Darrow, a Catholic speaker and founder of the Lux app for Catholic women, was horrified after watching the video of Floyd’s death, as he begged for breath while a police officer knelt on his neck. “You’re watching evil right there in front of you,” she said. She took her emotions and desire for justice and mercy around Floyd’s death to prayer, she said, especially her daily rosary. And that’s when the image came to mind. As it continued to bother her, she became convinced it was something she was meant to share. A friend connected her with Valerie Delgado, an artist in Houston, coincidentally Floyd’s hometown, who made the image into art. Delgado titled it “Mama … I’m through!” some of Floyd’s final words.

As he lay pinned on the ground by officers, Floyd repeatedly said, “I can’t breathe.” He also cried, twice, “Mama.”

“I’m a mother, so that just rocked me to hear that,” said Darrow, who has five children and lives in St.

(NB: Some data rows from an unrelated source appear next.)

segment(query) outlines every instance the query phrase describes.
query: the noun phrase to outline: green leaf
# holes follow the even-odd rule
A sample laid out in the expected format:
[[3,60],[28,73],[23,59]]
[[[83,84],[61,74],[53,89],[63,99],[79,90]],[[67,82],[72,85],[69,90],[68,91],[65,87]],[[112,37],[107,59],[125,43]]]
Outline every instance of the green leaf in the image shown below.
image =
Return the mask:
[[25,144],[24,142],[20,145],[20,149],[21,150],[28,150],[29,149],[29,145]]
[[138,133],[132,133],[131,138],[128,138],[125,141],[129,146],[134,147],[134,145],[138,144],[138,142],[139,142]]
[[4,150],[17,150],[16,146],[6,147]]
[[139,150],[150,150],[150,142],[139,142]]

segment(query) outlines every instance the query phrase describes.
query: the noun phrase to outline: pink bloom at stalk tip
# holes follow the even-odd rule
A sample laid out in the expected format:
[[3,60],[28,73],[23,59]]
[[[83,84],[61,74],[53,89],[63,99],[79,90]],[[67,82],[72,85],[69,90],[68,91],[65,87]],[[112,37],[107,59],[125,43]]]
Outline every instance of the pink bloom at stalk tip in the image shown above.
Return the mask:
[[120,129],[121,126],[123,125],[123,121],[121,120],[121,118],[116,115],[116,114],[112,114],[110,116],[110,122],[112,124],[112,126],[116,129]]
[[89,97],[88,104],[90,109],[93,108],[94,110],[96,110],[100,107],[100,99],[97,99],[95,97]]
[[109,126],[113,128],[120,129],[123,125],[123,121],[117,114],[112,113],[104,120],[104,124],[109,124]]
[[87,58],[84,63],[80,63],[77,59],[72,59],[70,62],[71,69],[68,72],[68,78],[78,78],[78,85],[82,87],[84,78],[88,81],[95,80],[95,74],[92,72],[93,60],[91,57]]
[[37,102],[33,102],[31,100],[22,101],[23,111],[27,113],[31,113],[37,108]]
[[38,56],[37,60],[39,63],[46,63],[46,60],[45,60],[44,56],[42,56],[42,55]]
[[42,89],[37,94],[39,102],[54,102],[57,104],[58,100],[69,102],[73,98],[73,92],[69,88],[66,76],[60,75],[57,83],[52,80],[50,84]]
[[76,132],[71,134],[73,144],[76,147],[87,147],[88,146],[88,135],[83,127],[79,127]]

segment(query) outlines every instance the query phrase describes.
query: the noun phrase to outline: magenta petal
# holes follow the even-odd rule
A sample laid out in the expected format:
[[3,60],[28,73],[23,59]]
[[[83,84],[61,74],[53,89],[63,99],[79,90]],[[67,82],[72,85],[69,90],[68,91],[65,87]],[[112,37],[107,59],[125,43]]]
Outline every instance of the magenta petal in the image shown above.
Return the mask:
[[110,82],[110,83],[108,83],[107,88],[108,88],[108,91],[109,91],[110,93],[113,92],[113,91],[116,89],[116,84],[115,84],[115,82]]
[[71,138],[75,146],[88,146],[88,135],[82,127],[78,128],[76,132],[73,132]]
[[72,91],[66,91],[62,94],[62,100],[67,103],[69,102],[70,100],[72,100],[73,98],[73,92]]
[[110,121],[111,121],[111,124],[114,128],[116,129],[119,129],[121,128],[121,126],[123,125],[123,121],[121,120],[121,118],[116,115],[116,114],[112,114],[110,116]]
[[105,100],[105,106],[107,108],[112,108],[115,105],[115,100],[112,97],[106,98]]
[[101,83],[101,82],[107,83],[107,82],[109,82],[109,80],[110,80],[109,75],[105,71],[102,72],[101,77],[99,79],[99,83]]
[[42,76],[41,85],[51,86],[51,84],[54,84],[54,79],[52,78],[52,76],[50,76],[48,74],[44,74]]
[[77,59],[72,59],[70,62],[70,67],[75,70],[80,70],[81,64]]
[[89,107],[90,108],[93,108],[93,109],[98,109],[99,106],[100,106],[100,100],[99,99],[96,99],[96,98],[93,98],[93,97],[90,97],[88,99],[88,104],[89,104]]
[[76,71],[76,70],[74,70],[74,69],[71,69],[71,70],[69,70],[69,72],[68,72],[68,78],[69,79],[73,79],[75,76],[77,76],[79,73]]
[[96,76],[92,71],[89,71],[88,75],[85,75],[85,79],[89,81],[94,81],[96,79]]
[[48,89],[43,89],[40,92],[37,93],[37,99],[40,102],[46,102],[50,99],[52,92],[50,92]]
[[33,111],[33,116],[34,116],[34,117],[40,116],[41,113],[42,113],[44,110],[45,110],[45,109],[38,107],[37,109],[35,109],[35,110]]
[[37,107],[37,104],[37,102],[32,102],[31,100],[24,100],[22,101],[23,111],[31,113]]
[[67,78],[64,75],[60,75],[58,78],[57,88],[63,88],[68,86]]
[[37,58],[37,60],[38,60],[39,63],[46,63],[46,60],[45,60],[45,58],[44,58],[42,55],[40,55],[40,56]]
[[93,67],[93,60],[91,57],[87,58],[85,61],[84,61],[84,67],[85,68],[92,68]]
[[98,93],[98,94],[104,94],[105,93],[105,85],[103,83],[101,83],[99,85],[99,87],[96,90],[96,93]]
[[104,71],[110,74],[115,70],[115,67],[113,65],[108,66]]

Louis. “When I prayed the rosary, I would hear him call for his mother, but I would see the Blessed Mother, just holding him.”

Although Floyd’s personal meaning for “mama” can’t be known, the fact is that he had two mothers, his earthly mother and Mary, Darrow said, whom Christ gave to all, through the Apostle John, on his way to Calvary.

“Maybe this can be a path of reconciliation and peace,” she said. “Mary is the mother of us all, God the Father is our father who has made every one of us in his image and likeness, and we are one family, and we are called to fight for justice, to fight for peace, to fight for unity together. … The beatitudes are the ethics to all of this, and the answer is Jesus Christ himself.”